In order for the entire network to function, there should be someone in charge to take care of it. In the case of Bitcoin, it’s not centralized party but rather thousands of computers that host the entire Bitcoin network, maintain it and take care of its security.
Everyone can do it and all he needs is a powerful computer and the program to run on that computer and he will become part of it. In this process, new coins are being produced and given as a reward for those who are working on verifying users’ transactions and making sure that everything is according to the rules.
Since the process of creating new coins is similar to the process of mining and refining Gold, this process is called mining.
Miners are getting two types of rewards for their work after the creation of every block.
What type of reward Bitcoin miners get?
Firstly, miners get the block reward. For every block that was created, there is a certain amount of Bitcoins that goes to the miners. If the miner verified the transaction that was added to the block, he is going to receive his part of the share.
The second reward is the transaction fee that is paid by users for verifying their transactions. Miners require a lot of computational power. The more the power you have, the more the chances you have that you are going to find first the solution to the mathematical problem because only the first who solve the problem is going to receive the reward.
The increase of miners will cause an increase in the difficulty of solving the mathematical problem.

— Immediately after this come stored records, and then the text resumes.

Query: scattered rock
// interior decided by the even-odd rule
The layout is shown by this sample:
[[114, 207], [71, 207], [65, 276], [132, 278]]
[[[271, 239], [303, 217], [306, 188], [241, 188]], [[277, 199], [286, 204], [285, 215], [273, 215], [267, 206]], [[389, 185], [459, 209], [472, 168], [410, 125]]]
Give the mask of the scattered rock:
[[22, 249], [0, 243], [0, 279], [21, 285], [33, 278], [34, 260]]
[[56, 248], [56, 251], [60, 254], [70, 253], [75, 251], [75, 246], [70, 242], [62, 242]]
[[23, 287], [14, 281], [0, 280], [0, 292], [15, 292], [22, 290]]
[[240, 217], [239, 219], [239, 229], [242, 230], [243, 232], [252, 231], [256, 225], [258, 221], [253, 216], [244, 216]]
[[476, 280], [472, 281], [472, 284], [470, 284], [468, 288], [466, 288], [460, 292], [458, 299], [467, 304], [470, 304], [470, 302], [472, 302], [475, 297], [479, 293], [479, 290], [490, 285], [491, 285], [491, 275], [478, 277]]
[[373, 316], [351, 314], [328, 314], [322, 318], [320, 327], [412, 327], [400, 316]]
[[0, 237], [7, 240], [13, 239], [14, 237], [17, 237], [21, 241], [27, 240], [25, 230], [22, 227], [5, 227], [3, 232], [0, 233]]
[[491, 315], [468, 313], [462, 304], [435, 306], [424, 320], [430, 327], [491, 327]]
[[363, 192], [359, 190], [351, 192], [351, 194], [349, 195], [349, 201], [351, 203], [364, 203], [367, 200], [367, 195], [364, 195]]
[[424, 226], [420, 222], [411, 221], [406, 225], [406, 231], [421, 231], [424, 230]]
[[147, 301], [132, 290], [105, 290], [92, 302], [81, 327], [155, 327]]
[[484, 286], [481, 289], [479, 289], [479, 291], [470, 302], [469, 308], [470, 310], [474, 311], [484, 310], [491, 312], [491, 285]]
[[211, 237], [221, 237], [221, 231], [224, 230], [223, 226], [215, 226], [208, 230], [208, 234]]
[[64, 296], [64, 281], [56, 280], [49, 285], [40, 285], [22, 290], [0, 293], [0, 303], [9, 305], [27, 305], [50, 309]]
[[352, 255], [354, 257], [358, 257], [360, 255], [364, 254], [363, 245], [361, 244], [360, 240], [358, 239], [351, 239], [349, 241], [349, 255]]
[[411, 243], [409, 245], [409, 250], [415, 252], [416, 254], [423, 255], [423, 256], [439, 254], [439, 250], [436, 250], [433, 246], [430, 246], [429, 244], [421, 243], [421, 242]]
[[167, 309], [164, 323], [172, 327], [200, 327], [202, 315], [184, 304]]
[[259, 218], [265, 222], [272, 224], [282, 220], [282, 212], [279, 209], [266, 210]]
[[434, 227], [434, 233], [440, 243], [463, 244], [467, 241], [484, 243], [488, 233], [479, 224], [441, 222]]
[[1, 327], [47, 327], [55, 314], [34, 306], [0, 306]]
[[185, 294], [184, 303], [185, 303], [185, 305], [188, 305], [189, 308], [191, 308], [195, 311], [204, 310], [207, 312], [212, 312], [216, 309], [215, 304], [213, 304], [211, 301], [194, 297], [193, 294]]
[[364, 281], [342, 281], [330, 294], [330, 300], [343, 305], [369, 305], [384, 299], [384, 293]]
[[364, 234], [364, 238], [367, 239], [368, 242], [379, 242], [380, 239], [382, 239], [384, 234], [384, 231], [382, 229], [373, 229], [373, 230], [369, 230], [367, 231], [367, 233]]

It means that miner reward will decrease.
That’s why mining is currently considered as not so profitable because it requires a lot of computing power and what is an even bigger problem is that you are competing with mining conglomerates with enormous mining power and your chances to be the one that is going first to find the solution are not so big.
Mining is deflationary which means that the number of mined coins is dropping. As it is declared by bitcoin white paper, every four years mining reward is halved.

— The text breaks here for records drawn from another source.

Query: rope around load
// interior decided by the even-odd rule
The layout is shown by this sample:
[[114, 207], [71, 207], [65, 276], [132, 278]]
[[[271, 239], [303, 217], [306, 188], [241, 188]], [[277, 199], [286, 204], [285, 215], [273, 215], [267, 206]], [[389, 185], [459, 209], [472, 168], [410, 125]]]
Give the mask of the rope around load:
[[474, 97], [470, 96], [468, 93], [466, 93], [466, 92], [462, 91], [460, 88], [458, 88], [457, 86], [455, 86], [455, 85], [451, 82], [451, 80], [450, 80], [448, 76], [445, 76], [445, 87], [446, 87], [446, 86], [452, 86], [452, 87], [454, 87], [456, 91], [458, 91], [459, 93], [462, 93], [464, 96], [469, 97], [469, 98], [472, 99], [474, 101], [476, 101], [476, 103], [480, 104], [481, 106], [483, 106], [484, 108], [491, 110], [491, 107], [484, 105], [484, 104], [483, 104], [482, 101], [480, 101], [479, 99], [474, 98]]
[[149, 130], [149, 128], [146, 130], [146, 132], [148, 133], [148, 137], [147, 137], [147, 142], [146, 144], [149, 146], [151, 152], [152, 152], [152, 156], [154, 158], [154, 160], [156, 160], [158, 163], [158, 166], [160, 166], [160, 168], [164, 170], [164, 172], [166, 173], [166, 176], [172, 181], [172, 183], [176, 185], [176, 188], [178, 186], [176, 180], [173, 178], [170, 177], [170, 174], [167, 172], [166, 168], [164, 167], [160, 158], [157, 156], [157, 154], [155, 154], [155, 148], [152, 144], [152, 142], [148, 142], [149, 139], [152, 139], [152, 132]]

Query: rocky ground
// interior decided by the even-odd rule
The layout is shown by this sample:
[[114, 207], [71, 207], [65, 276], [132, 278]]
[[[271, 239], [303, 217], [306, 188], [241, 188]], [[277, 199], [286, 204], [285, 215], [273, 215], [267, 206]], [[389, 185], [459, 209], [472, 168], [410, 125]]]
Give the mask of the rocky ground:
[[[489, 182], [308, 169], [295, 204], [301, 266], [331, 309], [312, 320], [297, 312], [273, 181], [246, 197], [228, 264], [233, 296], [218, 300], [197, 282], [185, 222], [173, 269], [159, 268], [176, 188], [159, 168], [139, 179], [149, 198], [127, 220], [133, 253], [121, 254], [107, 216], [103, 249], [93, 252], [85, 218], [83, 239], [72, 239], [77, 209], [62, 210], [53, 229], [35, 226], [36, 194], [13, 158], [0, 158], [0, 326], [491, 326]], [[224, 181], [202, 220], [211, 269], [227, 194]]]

Currently, miners are getting 6.25 Bitcoins per block.
As it was defined in the white paper, the last Bitcoins will be mined around 2140.

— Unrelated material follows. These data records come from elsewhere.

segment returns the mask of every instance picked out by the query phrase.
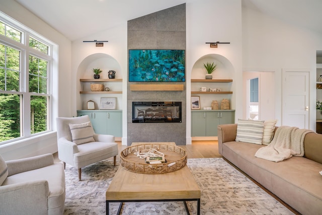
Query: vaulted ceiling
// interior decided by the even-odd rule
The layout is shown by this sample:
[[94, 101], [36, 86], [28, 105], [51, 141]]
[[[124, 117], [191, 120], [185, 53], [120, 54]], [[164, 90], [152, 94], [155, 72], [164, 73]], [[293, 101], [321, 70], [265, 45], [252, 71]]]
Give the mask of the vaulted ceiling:
[[[15, 1], [73, 41], [128, 20], [200, 0]], [[243, 7], [322, 34], [321, 0], [240, 1]]]

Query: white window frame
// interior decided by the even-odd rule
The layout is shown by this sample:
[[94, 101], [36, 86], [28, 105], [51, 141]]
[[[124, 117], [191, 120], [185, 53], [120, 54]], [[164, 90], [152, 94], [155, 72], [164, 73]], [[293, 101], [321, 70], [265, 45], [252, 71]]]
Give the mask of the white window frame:
[[[23, 99], [21, 101], [21, 137], [16, 137], [10, 140], [0, 142], [0, 146], [6, 144], [14, 143], [15, 141], [21, 141], [24, 139], [34, 138], [37, 136], [43, 135], [44, 134], [53, 131], [54, 126], [53, 118], [56, 114], [53, 113], [54, 110], [53, 100], [57, 100], [53, 97], [56, 95], [53, 95], [53, 92], [56, 92], [57, 89], [53, 89], [53, 87], [57, 88], [55, 85], [53, 85], [53, 82], [55, 83], [55, 78], [53, 79], [53, 73], [57, 74], [58, 71], [58, 45], [52, 41], [45, 38], [33, 30], [27, 28], [21, 23], [16, 21], [6, 14], [0, 12], [0, 21], [9, 25], [16, 30], [22, 32], [21, 42], [19, 43], [4, 35], [0, 35], [0, 42], [5, 45], [19, 50], [21, 52], [20, 59], [20, 91], [12, 92], [0, 90], [2, 93], [10, 93], [21, 95]], [[30, 47], [29, 46], [29, 37], [35, 39], [39, 41], [48, 46], [48, 54], [40, 51]], [[47, 94], [34, 93], [29, 92], [29, 56], [32, 55], [42, 59], [48, 61], [47, 68]], [[53, 70], [54, 71], [53, 72]], [[30, 118], [30, 96], [48, 96], [47, 103], [47, 129], [46, 131], [31, 133], [31, 118]], [[27, 98], [27, 99], [26, 99]], [[22, 110], [21, 110], [22, 109]]]

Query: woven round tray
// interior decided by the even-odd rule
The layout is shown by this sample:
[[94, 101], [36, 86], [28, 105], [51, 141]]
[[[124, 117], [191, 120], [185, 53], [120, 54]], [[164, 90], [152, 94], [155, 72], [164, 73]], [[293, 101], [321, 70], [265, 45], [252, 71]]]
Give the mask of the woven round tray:
[[[135, 152], [144, 152], [154, 149], [165, 154], [166, 163], [147, 164], [134, 155]], [[120, 163], [124, 169], [136, 173], [160, 174], [174, 172], [187, 164], [187, 152], [177, 146], [167, 144], [142, 144], [125, 149], [120, 154]]]

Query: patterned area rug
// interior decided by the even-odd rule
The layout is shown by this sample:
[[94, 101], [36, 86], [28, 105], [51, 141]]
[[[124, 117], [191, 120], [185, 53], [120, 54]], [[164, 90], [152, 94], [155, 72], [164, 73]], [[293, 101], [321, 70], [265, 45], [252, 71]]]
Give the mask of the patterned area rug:
[[[222, 158], [188, 159], [187, 165], [201, 190], [201, 214], [292, 214], [281, 204]], [[77, 171], [66, 164], [64, 214], [106, 214], [105, 191], [119, 167], [104, 160]], [[196, 202], [187, 202], [196, 214]], [[110, 204], [116, 214], [119, 204]], [[186, 214], [183, 202], [127, 202], [122, 214]]]

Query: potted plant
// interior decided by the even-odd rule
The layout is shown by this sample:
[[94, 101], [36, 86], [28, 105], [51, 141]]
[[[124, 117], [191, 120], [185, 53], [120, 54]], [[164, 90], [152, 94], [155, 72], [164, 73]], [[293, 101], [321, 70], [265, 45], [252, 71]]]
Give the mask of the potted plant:
[[[322, 115], [322, 102], [320, 102], [319, 101], [316, 101], [316, 113], [317, 114], [317, 112], [319, 112], [320, 114]], [[320, 116], [320, 117], [321, 116]], [[316, 118], [319, 118], [320, 117], [317, 116], [316, 114]]]
[[98, 79], [100, 78], [100, 73], [102, 73], [103, 71], [99, 68], [93, 68], [93, 72], [95, 73], [94, 74], [94, 79]]
[[214, 63], [214, 62], [212, 63], [207, 62], [206, 64], [203, 64], [203, 66], [206, 68], [208, 74], [206, 75], [206, 79], [212, 79], [212, 75], [211, 74], [217, 68], [217, 64]]

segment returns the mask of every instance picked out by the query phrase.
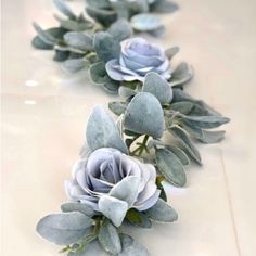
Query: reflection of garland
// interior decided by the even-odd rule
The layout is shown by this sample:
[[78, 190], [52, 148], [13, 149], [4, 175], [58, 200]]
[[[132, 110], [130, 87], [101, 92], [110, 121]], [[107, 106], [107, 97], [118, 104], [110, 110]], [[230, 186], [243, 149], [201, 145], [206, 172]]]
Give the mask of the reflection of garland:
[[[151, 228], [153, 220], [177, 220], [162, 181], [184, 185], [184, 166], [190, 159], [202, 163], [193, 140], [222, 140], [225, 131], [210, 129], [229, 118], [183, 91], [193, 72], [187, 63], [172, 69], [178, 47], [164, 51], [132, 38], [135, 30], [162, 31], [159, 21], [146, 12], [174, 11], [176, 4], [87, 0], [91, 22], [75, 15], [62, 0], [54, 3], [67, 20], [55, 16], [61, 26], [47, 30], [34, 24], [38, 36], [33, 44], [54, 49], [54, 60], [71, 73], [89, 68], [93, 84], [123, 100], [108, 103], [116, 123], [102, 106], [93, 108], [80, 161], [65, 183], [69, 202], [61, 206], [62, 214], [42, 218], [37, 231], [64, 245], [61, 252], [68, 256], [149, 255], [125, 233], [126, 225]], [[168, 142], [164, 135], [170, 136]]]

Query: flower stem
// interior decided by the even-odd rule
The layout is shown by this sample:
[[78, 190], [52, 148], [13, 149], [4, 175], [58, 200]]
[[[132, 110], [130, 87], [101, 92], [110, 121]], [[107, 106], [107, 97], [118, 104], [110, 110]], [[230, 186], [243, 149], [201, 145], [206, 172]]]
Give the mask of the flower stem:
[[148, 146], [146, 146], [149, 138], [150, 136], [145, 135], [142, 143], [138, 143], [139, 146], [131, 152], [131, 155], [136, 155], [138, 153], [138, 156], [141, 156], [144, 150], [149, 152]]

What will happen once all Bitcoins are mined?
Once the last Bitcoin is mined in 2140, miners will still be rewarded for processing transactions by receiving transaction fees. By then, blocks will also be bigger and contain more transactions which will give miners a larger aggregate of fees.
Considering that by 2140 the increase in price will happen and also increase in the number of transactions in each block, it leads to the conclusion that mining will still attract interest.